Industrial Equipment & Machinery
Process Improvement
You can improve your manufacturing processes and increase your profits, without increasing costs.
Are you dealing with an existing process that is not performing well? Use Design of Experiments to study your process weakness(es). You efficiently collect the data you need to understand your bottleneck and get your process on track. You can improve your yield, lower production cost and reliably produce higher quality goods.
Design of Experiments has helped the world’s leading manufacturers develop high quality products and processes efficiently. Design of Experiments works on a wide variety of manufacturing processes.
Process improvement example
The bottom line: The Product needed a strong bond between ceramic and metal.
Here is what the lead engineer said about this project: “This was one of the more difficult problems I've worked on. I almost thought it was too complicated to solve. But by using designed experiments...I was able to sort through the data and understand the process.” (Gregory Ferguson, Quality Digest July 1999)
The project:
The product had a ceramic component which was coated with a metallic layer, but the two materials were not bonding properly. Engineers first varied the paste that coated the ceramic part, along with the time and temperature of the paste solution. These experimental parts went through the rest of the metal adhesion process.

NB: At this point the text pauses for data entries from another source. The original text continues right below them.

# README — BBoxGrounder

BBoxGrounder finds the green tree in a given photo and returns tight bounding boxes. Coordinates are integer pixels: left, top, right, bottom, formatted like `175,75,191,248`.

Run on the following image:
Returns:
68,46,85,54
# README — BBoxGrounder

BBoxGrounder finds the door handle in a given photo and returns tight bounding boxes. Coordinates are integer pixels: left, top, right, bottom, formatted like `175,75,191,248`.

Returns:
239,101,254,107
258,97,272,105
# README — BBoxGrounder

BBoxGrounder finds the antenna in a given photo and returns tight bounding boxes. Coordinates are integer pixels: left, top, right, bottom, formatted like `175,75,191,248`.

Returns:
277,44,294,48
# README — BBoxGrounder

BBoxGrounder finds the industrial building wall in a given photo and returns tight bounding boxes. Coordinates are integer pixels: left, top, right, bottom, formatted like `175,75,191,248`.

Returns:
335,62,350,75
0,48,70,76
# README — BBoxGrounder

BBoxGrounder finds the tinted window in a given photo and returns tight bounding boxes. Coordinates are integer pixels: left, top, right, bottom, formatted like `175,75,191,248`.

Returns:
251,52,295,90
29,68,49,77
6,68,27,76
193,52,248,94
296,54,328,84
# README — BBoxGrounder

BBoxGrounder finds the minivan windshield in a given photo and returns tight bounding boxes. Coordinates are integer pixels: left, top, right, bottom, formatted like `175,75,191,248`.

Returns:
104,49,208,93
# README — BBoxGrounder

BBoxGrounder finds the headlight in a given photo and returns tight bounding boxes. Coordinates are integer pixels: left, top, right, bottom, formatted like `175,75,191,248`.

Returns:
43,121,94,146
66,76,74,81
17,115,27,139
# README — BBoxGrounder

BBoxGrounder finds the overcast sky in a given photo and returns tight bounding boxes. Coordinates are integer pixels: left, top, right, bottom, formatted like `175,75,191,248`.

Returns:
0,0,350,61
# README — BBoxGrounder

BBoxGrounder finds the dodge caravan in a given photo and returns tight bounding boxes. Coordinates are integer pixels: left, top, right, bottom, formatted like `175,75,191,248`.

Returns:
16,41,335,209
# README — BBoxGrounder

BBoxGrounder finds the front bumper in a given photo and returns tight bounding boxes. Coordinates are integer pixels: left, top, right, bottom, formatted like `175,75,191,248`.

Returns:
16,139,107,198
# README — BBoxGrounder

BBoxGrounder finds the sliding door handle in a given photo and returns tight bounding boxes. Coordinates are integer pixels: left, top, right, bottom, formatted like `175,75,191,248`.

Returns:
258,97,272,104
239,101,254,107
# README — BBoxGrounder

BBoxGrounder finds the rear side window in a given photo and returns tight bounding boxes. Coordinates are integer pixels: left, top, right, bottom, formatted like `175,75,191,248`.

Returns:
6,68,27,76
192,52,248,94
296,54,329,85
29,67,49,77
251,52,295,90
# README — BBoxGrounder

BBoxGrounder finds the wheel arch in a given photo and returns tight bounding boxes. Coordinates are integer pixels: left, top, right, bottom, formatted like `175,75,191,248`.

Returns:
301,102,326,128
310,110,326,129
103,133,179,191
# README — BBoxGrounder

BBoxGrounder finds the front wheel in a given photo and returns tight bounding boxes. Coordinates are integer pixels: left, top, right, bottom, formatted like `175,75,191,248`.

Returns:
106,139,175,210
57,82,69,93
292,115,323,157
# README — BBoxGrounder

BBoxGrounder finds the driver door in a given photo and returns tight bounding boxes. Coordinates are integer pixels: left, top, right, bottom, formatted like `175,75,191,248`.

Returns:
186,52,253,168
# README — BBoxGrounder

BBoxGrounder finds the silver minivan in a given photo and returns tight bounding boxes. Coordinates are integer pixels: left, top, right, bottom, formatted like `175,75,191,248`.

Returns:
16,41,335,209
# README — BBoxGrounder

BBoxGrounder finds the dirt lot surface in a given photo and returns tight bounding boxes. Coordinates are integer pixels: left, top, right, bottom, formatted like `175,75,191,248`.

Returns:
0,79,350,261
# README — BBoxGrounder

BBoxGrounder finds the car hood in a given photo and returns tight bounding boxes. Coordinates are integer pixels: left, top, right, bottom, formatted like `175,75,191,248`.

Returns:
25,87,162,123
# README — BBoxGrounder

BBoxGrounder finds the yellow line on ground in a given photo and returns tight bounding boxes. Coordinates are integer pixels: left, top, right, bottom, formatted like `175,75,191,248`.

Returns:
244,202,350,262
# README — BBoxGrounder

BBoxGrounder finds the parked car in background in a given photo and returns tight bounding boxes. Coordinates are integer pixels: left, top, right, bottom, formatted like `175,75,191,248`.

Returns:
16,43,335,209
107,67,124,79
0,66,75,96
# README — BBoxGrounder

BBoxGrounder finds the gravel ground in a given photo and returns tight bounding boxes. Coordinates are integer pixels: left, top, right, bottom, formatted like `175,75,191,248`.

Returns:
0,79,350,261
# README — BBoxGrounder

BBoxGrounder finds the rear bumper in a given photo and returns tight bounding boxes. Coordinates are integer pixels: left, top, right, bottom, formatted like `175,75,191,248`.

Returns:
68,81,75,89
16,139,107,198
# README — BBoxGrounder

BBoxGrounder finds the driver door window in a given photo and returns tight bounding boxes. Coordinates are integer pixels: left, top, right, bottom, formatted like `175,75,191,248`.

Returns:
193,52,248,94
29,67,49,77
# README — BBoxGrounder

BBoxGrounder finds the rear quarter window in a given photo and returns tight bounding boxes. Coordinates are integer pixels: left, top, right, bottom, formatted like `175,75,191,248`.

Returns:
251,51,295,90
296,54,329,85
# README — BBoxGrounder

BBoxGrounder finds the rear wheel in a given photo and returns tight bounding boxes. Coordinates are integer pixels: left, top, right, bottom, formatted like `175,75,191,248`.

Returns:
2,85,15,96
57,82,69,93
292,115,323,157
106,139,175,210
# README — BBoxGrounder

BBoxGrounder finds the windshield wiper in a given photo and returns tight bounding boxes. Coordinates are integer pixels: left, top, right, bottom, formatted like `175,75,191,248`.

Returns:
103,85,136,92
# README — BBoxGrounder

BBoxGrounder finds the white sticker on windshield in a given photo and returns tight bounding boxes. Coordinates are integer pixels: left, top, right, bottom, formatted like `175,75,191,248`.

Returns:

A Kovar metal strip was brazed to the metallic surface; the force that it took to remove the Kovar strip was measured with a pressure transducer. This force was considered the experimental response i.e. a higher force meant a stronger adhesive bond between the ceramic and the metal.
The three initial factors (variables) produced no significant difference in bond strength. The engineers then conducted a series of designed experiments over several months, covering every possible factor in the bonding process. Knowing which process factors are not critical to the final product was a benefit of this work.
Experimenters determined a strong correlation between the type of grinding wheel used to prepare the ceramic surface and the final strength of the ceramic:metal bond. Using that certain type of grinding wheel to prepare the ceramic surface was the factor that produced the strongest ceramic:metal bond.